I have had no problems at all. The pH is 8.2. Nitrite, ammonia and nitrate are 0, and salinity is 1.022. About a week ago, I bought live rock from a local pet store and put it in my tank. The next day, I lost two damsels. I tested the water, and everything was fine except nitrites, which were 0.25 ppm. I did a water change after losing another damsel, and the water tested perfect. I just lost one more fish, and I am upset. I think that the live rock I put in triggered this. Do you think this is possible? What should I do? Thanks for all your help.
-- Bobby Seeringard
A. It seems that you did things a little out of sequence. We start marine tanks with damsels or other hardy fish to allow the tank to build up beneficial bacteria. The live rock is the best place for these bacteria to grow, and the usual sequence is to run the tank a few days to allow the salinity to stabilize, then put in all the live rock. After, add the starter fish all at once or over a few days, and monitor the ammonia, nitrite and nitrate. If the live rock does its job, ammonia will spike first and begin going down, with nitrite then following the same pattern. Finally, with ammonia and nitrite at virtually 0, nitrates will settle to a reasonable level.
One thing that would explain your problem is the condition of the live rock. Was it fully cured? Did it give off any odor, and was it sloughing off various things? If you bought live rock that was not completely cured, the curing process could easily kill even the damsels.
I hope you have a good protein skimmer on the tank. Run it at the highest output you can, and keep dumping all the nasty, smelly stuff from the collecting cup. Let the live rock run for a few weeks, then start over again with damsels to establish the nitrogen cycle.

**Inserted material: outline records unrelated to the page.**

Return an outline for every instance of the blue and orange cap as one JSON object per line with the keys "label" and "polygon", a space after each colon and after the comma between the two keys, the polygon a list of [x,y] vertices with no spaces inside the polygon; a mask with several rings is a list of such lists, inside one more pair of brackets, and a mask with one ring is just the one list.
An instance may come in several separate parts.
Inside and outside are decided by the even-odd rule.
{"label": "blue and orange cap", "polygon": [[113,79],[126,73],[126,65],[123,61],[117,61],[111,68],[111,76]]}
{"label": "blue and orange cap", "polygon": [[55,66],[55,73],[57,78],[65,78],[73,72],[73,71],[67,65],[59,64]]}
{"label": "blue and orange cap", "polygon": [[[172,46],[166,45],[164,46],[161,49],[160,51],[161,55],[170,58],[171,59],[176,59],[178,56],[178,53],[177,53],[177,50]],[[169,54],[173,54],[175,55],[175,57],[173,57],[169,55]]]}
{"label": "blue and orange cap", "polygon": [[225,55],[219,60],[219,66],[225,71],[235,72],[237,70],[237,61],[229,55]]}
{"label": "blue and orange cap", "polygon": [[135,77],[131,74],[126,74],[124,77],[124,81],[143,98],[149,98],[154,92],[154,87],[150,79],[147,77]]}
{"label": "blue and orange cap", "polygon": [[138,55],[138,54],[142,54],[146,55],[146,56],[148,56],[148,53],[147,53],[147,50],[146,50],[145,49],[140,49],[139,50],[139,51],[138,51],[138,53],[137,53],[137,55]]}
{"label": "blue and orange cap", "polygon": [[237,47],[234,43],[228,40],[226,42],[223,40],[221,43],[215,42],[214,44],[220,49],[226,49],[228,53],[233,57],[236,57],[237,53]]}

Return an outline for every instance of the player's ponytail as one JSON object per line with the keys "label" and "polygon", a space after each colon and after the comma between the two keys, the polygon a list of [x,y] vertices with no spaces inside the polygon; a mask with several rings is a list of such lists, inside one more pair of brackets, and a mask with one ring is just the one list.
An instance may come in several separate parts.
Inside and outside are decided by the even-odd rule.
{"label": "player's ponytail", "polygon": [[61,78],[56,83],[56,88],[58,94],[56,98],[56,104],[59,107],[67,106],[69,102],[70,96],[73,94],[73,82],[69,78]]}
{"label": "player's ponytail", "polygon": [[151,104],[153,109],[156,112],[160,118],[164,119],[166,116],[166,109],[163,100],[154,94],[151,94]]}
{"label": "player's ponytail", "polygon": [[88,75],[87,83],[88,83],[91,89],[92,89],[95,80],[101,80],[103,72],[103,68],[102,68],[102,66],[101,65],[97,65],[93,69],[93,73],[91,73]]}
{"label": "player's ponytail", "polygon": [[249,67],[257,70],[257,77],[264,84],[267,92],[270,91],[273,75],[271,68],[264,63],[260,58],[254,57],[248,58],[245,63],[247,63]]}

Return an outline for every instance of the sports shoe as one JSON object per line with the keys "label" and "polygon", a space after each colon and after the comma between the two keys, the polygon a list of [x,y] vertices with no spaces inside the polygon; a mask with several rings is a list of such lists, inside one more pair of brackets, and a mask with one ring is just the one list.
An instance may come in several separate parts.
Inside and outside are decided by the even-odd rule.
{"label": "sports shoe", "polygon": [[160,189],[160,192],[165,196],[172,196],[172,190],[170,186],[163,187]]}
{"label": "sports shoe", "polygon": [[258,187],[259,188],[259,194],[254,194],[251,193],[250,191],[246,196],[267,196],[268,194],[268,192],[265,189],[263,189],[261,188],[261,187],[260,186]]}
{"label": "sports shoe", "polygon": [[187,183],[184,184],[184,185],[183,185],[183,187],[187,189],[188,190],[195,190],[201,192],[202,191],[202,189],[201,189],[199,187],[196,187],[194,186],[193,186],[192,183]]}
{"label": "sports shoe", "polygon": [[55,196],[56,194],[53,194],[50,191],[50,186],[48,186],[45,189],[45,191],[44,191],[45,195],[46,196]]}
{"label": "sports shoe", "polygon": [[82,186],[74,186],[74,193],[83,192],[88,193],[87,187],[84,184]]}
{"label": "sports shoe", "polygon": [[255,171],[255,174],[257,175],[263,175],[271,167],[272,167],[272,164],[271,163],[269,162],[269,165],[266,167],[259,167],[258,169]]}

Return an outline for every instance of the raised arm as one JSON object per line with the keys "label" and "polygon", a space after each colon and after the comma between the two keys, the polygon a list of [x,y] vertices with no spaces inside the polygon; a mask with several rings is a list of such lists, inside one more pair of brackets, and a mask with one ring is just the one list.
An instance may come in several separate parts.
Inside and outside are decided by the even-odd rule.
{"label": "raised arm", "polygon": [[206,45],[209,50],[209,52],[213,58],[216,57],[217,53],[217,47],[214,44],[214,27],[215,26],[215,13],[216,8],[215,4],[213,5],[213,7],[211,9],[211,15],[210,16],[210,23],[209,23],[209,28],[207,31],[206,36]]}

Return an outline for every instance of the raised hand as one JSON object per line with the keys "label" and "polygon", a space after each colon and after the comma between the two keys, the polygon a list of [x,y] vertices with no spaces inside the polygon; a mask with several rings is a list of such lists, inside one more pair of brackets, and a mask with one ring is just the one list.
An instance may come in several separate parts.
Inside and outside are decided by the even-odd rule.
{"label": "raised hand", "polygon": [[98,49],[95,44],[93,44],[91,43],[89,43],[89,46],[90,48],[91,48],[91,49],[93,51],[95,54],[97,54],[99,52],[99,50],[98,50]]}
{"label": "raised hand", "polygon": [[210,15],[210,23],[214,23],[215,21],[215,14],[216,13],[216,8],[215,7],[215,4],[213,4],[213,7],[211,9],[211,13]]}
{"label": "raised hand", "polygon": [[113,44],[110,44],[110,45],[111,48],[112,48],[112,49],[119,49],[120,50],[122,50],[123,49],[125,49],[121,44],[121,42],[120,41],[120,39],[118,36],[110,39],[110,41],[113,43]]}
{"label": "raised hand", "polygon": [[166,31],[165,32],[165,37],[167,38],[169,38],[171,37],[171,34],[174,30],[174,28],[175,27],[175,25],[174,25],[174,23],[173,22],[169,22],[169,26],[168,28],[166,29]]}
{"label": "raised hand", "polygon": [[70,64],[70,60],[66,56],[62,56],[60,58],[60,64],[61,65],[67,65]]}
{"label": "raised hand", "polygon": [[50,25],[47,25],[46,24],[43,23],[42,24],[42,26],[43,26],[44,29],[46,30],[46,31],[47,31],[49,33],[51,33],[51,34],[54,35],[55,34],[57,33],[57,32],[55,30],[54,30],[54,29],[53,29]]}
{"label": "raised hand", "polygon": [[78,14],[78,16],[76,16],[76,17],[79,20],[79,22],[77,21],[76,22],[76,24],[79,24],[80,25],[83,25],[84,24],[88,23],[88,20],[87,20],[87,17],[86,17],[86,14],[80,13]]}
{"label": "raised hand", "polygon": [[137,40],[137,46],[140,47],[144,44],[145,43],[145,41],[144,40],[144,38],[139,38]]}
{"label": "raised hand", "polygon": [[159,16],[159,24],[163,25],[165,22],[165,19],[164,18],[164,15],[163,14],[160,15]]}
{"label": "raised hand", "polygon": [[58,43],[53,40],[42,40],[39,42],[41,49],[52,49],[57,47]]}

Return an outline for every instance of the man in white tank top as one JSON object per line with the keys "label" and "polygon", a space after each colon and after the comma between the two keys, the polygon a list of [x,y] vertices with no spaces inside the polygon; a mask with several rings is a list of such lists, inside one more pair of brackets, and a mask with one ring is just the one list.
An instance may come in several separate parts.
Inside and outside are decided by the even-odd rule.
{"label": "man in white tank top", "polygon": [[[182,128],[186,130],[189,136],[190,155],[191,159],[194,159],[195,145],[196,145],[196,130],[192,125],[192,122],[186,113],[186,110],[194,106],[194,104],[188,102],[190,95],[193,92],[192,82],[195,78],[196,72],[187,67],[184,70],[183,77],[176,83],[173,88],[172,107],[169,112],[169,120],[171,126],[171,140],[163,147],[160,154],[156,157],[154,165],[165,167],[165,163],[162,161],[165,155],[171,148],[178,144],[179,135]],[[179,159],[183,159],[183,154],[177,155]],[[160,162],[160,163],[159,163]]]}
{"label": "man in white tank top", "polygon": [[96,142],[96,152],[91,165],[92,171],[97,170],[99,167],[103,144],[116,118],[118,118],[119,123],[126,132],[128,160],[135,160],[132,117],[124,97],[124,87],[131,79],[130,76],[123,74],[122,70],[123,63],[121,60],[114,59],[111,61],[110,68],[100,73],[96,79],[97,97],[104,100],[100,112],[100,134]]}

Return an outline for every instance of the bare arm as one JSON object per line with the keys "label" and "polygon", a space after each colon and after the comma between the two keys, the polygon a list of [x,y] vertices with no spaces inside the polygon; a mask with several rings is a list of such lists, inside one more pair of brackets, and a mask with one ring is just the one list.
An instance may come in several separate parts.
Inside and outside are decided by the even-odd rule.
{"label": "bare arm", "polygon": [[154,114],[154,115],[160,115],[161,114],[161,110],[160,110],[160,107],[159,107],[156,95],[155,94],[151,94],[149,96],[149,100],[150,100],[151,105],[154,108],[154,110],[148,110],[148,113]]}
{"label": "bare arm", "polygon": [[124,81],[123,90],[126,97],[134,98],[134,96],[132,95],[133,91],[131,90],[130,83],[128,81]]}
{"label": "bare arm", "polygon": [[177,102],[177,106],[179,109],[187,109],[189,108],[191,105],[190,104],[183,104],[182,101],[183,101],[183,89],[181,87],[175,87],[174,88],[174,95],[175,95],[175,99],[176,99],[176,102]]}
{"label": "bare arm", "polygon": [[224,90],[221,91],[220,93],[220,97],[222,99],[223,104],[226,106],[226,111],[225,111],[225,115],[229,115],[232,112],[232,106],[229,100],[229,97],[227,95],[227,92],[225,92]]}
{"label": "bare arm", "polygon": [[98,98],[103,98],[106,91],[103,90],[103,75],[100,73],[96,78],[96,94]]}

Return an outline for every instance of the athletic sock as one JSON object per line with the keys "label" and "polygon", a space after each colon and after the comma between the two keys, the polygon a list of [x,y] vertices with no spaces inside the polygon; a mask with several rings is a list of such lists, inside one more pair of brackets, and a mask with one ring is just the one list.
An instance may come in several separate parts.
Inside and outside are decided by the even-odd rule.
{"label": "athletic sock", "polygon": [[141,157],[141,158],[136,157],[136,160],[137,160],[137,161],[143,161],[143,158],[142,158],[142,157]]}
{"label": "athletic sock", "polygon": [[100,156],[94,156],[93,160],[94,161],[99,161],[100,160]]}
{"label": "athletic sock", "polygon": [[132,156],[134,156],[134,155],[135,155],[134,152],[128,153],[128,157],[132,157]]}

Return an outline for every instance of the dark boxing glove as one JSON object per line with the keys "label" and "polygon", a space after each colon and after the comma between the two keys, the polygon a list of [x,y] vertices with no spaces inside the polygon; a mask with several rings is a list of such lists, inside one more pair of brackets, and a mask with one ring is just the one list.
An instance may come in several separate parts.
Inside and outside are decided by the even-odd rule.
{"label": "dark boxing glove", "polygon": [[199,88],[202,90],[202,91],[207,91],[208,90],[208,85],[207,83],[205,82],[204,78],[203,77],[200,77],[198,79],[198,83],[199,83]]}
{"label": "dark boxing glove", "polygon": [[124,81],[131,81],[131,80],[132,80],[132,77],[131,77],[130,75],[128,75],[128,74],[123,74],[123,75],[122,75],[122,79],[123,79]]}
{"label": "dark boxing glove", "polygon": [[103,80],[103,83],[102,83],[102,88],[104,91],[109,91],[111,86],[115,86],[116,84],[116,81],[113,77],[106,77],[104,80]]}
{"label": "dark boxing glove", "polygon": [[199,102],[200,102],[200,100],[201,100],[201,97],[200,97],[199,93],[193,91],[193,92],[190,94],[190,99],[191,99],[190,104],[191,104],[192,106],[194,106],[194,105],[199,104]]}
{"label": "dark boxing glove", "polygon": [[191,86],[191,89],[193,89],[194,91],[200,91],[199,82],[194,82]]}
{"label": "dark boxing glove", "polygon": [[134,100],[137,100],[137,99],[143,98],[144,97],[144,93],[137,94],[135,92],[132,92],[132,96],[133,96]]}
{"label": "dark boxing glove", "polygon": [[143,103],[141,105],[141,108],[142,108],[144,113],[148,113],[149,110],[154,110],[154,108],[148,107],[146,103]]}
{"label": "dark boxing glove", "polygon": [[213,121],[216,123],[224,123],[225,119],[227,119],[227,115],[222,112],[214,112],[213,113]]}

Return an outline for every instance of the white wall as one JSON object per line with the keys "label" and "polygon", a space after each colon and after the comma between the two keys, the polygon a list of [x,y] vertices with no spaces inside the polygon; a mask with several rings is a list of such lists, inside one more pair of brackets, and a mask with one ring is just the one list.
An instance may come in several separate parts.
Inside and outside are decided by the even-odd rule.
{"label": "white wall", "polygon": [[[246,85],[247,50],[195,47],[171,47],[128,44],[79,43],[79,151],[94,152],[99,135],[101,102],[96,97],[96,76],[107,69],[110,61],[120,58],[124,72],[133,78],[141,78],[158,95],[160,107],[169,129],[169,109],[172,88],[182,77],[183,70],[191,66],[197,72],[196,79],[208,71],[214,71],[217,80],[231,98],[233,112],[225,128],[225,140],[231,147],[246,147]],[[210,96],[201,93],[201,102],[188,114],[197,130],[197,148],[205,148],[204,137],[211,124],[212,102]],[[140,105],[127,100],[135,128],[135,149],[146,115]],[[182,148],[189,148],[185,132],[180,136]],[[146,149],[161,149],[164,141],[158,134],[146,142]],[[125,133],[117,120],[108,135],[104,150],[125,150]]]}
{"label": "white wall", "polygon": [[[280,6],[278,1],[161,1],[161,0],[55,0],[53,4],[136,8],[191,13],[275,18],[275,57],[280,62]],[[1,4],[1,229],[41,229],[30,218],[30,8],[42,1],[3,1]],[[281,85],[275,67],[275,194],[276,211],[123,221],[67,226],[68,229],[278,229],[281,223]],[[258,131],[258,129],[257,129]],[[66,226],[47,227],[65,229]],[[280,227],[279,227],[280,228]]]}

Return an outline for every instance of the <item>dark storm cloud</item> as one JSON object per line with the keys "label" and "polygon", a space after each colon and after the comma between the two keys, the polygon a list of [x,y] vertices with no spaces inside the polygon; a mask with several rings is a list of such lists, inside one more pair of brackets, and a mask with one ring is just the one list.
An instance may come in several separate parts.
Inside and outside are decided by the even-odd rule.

Most importantly, find a good local fish store where the employees are knowledgeable and are interested in helping people with their fish, and follow their advice.
Water Change Volume
Q. I have a 55-gallon tank with an 8-inch red devil. I do water changes twice a week and have two Penguin filters (a 170 and a 125). For water changes, I use tap water (pH 8.0), Biosafe and Seachem Discus Buffer to keep the pH at 7.0. After a water change, it turns slightly cloudy but clears up about the time another change is due. I have thought about changing to a liquid pH reducer to lower precipitating calcium and magnesium. Or maybe I'm cleaning the gravel too much and need to use a bacteria starter with the water changes. What should I do?
-- Charlie Wainwright
Biloxi, Miss.
A. Congratulations on doing a good job of the most important aquarium maintenance chore: water changes. You say that you do water changes twice a week, but you don't say how much of a change you do each time. You may simply be doing water changes that are too large. I suggest no more than 10 percent of the tank volume if you stick to the twice-a-week schedule, especially given that you have only one large fish in a 55-gallon tank.
It's possible that with just one large fish, doing large water changes may not be giving the beneficial (nitrifying) bacteria a chance to get established in the water and on the surfaces of the tank before you change another large volume of water. It also is possible that there is too much waste from uneaten food. Finally, you do not say how much gravel you have and how you vacuum it. If you vacuum the gravel too much, again you may not be giving the good bacteria a chance to get growing. I hope this helps.